N.C. State University researchers have developed a wearable, wireless sensor that monitors a person’s skin hydration and say it could benefit the military, first responders and athletes.
The device – which can be worn on the wrist or a chest patch – can detect dehydration before it poses a health problem, according to a news release from the university.
“Our sensor could be used to protect the health of people working in hot conditions, improve athletic performance and safety, and to track hydration in older adults or in medical patients suffering from various conditions,” said Yong Zhu, an association professor of mechanical and aerospace engineering and one of the authors of a paper describing the work. “It can even be used to tell how effective skin moisturizers are for cosmetics.”
And it will be relatively inexpensive, researchers said.
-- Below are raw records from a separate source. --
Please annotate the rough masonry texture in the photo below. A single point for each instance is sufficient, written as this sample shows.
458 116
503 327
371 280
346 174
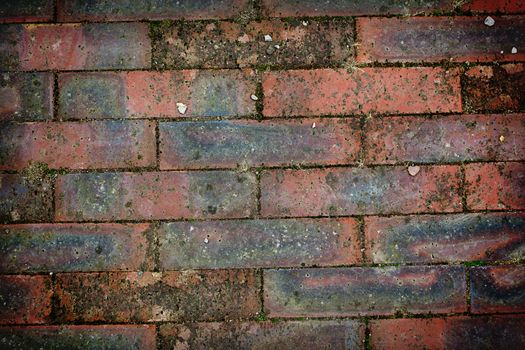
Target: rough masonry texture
262 174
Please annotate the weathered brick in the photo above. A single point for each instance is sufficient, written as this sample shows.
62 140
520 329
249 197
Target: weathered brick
294 44
150 296
331 292
497 289
445 238
228 144
291 335
96 144
75 46
495 332
366 90
258 243
26 96
26 11
206 93
132 337
25 198
349 191
101 10
155 195
290 8
495 186
431 39
25 299
63 247
456 138
494 88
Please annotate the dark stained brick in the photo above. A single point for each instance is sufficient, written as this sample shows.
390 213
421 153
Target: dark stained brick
74 247
445 238
152 296
365 90
431 39
227 144
497 289
494 88
258 243
349 191
132 337
155 195
329 292
290 335
294 43
456 138
26 96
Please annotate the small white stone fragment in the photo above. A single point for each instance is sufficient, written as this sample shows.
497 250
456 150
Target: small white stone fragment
489 21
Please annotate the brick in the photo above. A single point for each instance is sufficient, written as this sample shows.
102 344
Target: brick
497 88
497 289
445 238
25 198
26 11
91 145
314 8
26 96
232 44
495 332
258 243
495 186
366 90
155 195
74 247
132 337
151 296
351 191
331 292
228 144
75 46
101 10
456 138
141 94
25 299
432 39
292 335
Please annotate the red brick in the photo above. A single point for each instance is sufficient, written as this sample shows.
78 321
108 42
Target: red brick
97 144
495 332
258 243
331 292
26 11
228 144
151 296
291 335
366 90
497 289
495 186
25 299
155 195
224 44
350 191
75 46
101 10
290 8
431 39
206 93
132 337
445 238
26 96
494 88
25 198
74 247
456 138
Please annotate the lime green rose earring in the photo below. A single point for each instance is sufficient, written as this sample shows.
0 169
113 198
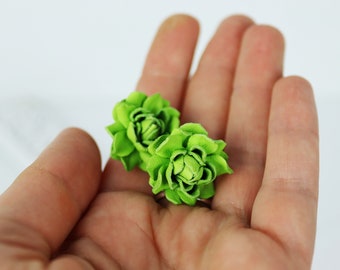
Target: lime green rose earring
182 161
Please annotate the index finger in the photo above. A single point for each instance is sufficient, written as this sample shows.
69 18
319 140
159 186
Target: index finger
48 198
286 205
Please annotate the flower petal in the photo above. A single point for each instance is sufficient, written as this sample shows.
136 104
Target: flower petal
136 98
153 165
114 128
203 143
159 183
193 128
152 148
207 191
189 199
172 196
218 164
131 160
207 177
121 145
170 144
155 103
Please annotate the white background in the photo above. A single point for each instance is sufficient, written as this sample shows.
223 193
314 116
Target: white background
66 63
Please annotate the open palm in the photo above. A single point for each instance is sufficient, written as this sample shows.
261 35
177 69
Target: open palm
64 213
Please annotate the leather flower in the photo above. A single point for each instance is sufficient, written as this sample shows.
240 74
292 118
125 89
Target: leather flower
139 120
185 163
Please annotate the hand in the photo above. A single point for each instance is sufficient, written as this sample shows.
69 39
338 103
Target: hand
63 213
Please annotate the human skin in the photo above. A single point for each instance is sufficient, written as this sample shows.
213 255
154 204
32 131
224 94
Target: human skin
63 212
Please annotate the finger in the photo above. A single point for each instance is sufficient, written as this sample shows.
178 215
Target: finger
169 60
207 97
286 205
258 67
49 197
166 70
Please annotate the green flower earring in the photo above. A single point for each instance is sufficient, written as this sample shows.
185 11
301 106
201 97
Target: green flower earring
182 161
185 163
139 120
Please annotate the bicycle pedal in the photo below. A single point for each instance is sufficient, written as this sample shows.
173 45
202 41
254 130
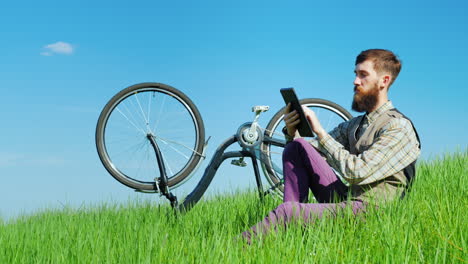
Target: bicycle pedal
239 163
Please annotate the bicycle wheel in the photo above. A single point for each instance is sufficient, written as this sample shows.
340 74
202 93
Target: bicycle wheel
149 108
329 114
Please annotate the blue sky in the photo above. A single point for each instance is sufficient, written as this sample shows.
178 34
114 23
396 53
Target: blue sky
62 61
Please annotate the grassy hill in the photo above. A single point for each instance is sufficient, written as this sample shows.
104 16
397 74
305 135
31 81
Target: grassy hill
428 226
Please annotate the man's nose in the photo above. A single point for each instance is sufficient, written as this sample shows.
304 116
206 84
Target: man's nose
357 81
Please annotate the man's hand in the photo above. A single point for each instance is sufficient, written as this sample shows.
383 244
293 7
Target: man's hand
291 118
314 122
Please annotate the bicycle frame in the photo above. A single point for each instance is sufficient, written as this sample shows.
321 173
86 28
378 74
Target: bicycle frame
250 148
218 158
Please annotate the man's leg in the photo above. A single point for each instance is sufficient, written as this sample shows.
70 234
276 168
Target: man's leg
292 211
304 168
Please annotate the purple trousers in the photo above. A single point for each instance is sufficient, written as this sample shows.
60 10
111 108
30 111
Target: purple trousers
305 169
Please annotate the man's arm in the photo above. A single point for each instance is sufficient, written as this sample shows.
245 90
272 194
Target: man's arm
393 150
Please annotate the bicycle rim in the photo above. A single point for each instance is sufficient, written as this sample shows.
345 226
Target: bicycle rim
149 108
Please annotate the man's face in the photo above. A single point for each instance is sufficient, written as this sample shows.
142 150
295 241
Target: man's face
366 87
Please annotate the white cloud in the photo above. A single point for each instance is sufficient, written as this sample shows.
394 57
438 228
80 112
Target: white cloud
59 47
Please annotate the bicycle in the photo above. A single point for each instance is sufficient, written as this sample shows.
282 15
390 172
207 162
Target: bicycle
149 156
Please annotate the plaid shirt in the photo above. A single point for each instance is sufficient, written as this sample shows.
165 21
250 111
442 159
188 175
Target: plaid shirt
394 149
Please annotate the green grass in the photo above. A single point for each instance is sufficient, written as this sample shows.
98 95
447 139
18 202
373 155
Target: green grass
428 226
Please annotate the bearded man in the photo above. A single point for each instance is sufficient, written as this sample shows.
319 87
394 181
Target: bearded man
375 153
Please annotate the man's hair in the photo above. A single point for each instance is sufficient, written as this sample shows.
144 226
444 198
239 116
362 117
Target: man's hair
384 61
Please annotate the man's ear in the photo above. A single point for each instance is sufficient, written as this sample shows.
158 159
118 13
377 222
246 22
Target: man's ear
386 79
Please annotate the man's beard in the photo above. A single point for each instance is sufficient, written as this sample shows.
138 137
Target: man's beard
364 102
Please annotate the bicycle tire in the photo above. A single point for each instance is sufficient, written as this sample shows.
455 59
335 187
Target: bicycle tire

“The commercially available monitor we tested our system against costs more than $8,000,” said Shanshan Yao, a Ph.D. student at N.C. State and lead author of the paper. “Our sensor costs about one dollar, and the overall manufacturing cost of the wearable systems we developed would be no more than a common wearable device, such as a Fitbit.”
The sensor itself includes two electrodes made of an elastic polymer composite that contains conductive silver nanowires. The electrodes monitor electrical properties of skin, which change according to hydration level. The readings from the electrodes can then tell how hydrated the skin is.
Researchers incorporated the sensors into a wristwatch and an adhesive patch that can be worn on the chest. Both wirelessly transmit sensor data to a program that can be run on a computer, tablet or smartphone, which means the data can be monitored by the wearer or someone else – such as a doctor or a supervising officer in a military or law enforcement setting.
The paper, “A Wearable Hydration Monitor with Conformal Nanowire Electrodes,”was published in the journal “Advanced Healthcare Materials.” The paper was co-authored by Amanda Myers and Abhishek Malhotra, Ph.D. students at N.C. State; Feiyan Lin, a former graduate student; and Alper Bozkurt, an associate professor of electrical and computer engineering at the university.